On this American Mother’s Day holiday, I see mothering the same way. What more creative, hopeful act is there, than bringing another living being into existence? In this world where it so often feels as though we are experiencing a drought of good sense, kindness and compassion, what more positively defiant act is there, than choosing to mother?

So I take my hat off to mothers everywhere. The mothers who are standing up to corrupt, sexist governments in the Mideast, to mothers in Africa bearing the burden of real drought and debilitating hunger, to homeless mothers on the street corners in cities across the US. And to all of us who refuse to give up hope for our children and for the world. Happy Mother’s Day.

Monday, May 2, 2011

Settling a Score

Verse 31
Tao te Ching

Stephen Mitchell translation

Weapons are the tools of violence;
All decent men detest them.

Weapons are tools of fear;
A decent man will avoid them
except in the direst necessity
and, if compelled, will use them
only with the utmost restraint.
Wholeness is his highest value.
If the wholeness has been shattered,
How can he be content?
His enemies are not demons,
But human beings like himself.
He doesn’t wish them personal harm.
Nor does he rejoice in victory.
How could he rejoice in victory
And delight in the slaughter of men?

He enters a battle gravely,
With sorrow and with great compassion,
As if he were attending a funeral.

Osama bin Laden perpetrated despicable, heinous acts. His evil, hateful influence ended not only American lives, but lives around the world. If death at the hands of another is ever justified, his death fits that description.

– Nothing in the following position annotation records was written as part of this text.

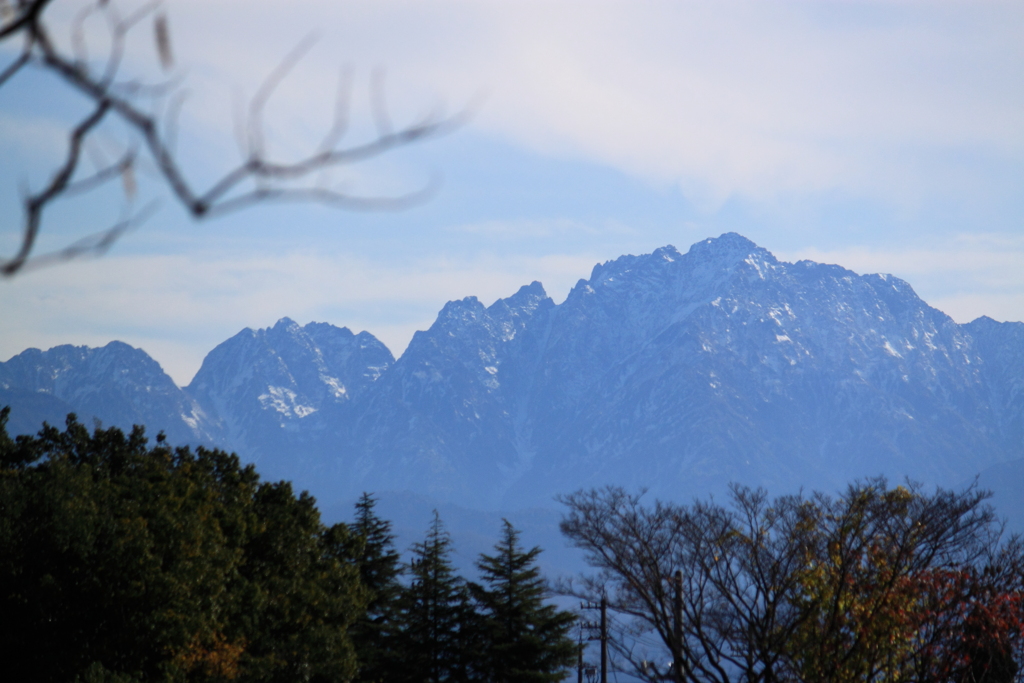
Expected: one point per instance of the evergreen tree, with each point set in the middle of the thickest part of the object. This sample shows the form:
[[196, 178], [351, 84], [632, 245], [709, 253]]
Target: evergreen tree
[[526, 641], [379, 568], [435, 641], [125, 562]]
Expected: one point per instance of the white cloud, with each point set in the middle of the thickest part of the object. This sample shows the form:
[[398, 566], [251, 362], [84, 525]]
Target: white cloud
[[179, 307], [722, 98]]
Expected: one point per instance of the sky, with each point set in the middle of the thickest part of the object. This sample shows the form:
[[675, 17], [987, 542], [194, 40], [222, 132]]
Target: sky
[[884, 136]]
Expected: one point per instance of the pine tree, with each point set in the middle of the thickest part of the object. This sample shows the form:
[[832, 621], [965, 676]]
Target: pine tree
[[437, 624], [526, 641], [379, 569]]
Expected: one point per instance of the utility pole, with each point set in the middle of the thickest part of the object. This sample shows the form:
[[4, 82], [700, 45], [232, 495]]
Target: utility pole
[[580, 662], [604, 639], [603, 633], [677, 626]]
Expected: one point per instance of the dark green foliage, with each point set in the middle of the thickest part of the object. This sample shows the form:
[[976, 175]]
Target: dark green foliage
[[526, 640], [437, 632], [379, 568], [123, 562]]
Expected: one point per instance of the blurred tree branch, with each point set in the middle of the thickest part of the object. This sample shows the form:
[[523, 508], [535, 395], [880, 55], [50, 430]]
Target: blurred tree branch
[[136, 104]]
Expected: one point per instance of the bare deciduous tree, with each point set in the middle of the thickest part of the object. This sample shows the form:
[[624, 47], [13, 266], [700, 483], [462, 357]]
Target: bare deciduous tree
[[876, 585], [150, 113]]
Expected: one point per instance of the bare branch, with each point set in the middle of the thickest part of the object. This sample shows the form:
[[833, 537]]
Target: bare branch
[[93, 245], [162, 36], [341, 109], [256, 178], [30, 12], [328, 197], [255, 124], [34, 205], [13, 67], [378, 102]]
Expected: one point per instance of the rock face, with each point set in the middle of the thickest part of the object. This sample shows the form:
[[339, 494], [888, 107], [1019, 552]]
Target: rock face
[[674, 372], [117, 384]]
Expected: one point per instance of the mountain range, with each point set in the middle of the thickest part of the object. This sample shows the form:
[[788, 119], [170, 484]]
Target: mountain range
[[674, 372]]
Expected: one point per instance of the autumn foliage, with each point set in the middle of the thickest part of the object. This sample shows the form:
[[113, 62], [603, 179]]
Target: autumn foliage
[[879, 584]]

But I am troubled by gleeful celebrations of his death. If we sink to the level of Al Queda, whose members reveled in the Trade Towers’ collapse and deaths from bombings around the globe, hasn’t some basic human decency been compromised? Are we any better than they are, in our revelry over bin Laden’s final demise?

The end of a hateful life is the end of a hateful life. But death taken into human hands is a grave matter, and even when it feels justified, it isn’t a time for a party. Rather we should mourn the depths to which human beings are capable of sinking, and pray without ceasing, for global redemption.